Wednesday, October 26, 2011

Would You Be a Republican or Democrat if You Didn't Have to?

One of the criticisms I bear most often as a libertarian is the notion that I'm throwing away my vote, because my party (if I choose to vote with the Libertarian Party) or my candidates will rarely get elected.  My response is often shrill, because voting based on chances of winning does not, in my estimation, indicate one being guided by their own inner principles.  Rather, it seems like people are more interested in simply being on a winning team...for reasons that make little sense other than it gives one a social group or bragging rights.

However, between Tea Party and Occupy protests and a recent New York Times/CBS News poll that suggests a 9% approval rating for Congress, it appears that the majority of Americans do not favor their elected officials.  The problem is that many people likely don't think they have much in the way of choice.  The US system is a de facto two-party system, as much as it pains me to say so, and people fall into three camps as a result: people who agree with one party for the most part, people who choose the party they disagree with less, and people who refuse to vote because neither works.

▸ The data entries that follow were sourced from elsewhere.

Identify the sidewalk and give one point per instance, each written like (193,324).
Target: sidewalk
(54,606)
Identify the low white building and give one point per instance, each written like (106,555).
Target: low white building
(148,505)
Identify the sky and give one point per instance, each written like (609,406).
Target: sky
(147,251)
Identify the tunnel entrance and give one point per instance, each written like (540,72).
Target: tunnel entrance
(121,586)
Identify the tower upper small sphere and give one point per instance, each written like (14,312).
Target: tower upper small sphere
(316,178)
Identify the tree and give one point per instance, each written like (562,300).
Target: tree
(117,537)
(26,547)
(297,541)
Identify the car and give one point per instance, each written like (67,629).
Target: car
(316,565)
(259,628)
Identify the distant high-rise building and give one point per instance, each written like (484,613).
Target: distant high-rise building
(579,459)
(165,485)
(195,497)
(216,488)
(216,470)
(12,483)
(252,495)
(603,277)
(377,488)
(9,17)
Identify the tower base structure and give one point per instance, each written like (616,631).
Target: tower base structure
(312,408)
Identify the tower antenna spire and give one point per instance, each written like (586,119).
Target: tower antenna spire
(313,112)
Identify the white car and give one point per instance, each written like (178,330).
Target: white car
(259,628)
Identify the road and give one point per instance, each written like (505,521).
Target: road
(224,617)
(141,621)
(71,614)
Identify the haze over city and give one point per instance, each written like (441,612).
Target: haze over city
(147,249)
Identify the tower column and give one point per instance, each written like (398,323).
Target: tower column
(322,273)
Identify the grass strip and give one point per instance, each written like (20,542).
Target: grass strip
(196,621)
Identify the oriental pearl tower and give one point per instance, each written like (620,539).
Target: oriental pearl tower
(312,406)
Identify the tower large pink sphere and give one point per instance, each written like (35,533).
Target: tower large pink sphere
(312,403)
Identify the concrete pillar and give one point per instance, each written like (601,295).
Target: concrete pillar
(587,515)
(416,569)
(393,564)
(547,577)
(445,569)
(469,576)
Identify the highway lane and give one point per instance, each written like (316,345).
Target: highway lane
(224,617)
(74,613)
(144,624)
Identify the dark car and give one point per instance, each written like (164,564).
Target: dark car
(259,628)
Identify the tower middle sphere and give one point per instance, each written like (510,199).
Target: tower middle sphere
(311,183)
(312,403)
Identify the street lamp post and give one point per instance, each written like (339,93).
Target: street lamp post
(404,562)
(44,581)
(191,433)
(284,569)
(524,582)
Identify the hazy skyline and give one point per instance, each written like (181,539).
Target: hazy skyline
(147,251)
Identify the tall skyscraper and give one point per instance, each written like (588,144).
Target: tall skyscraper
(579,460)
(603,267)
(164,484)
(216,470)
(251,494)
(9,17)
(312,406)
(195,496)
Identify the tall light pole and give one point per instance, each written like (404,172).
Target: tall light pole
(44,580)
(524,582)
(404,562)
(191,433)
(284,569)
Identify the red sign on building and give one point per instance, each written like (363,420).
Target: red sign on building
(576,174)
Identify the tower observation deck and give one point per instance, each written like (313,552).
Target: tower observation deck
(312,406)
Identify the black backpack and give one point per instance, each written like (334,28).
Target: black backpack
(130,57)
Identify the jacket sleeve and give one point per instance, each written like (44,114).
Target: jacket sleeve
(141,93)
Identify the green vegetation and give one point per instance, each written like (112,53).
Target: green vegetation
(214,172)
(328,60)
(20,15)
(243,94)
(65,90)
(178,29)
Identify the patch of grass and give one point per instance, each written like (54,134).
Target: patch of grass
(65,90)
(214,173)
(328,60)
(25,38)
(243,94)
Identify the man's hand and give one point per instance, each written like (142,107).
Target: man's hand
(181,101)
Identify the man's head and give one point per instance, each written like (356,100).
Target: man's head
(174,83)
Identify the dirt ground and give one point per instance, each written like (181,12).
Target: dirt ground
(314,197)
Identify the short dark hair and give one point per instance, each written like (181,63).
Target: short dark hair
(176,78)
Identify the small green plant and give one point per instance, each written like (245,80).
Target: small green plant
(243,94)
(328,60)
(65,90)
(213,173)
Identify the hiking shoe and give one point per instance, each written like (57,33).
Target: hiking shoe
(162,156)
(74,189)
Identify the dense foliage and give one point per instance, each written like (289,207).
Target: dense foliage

So...why don't we try a multi-party system based on proportional representation instead?  People simply vote their consciences, and based upon the self-identification, seats are allocated to each party.  Overly-fractured government can be avoided using minimum quotas to qualify (no more than 3 or 4%, ideally more like 1%), and the only way that legislation proceeds is through coalitions between parties.  Many of our closest allies, such as Canada, Germany and France have used systems like these effectively.

Though such a system would temporarily cause governmental gridlock, eventually, parties would figure out that legislation would do well to appeal to as many people as possible, and would account for many minority interests.  Installing a slowdown on legislation is, in my opinion, a good thing because it would force legislation to be well-considered and fair in order to pass.  Gone would be the days of statements like "we have to pass this bill to see what's in it."  Besides, can we really say that a different system would produce more gridlock than the current one, particularly with two sides hellbent on zapping each other?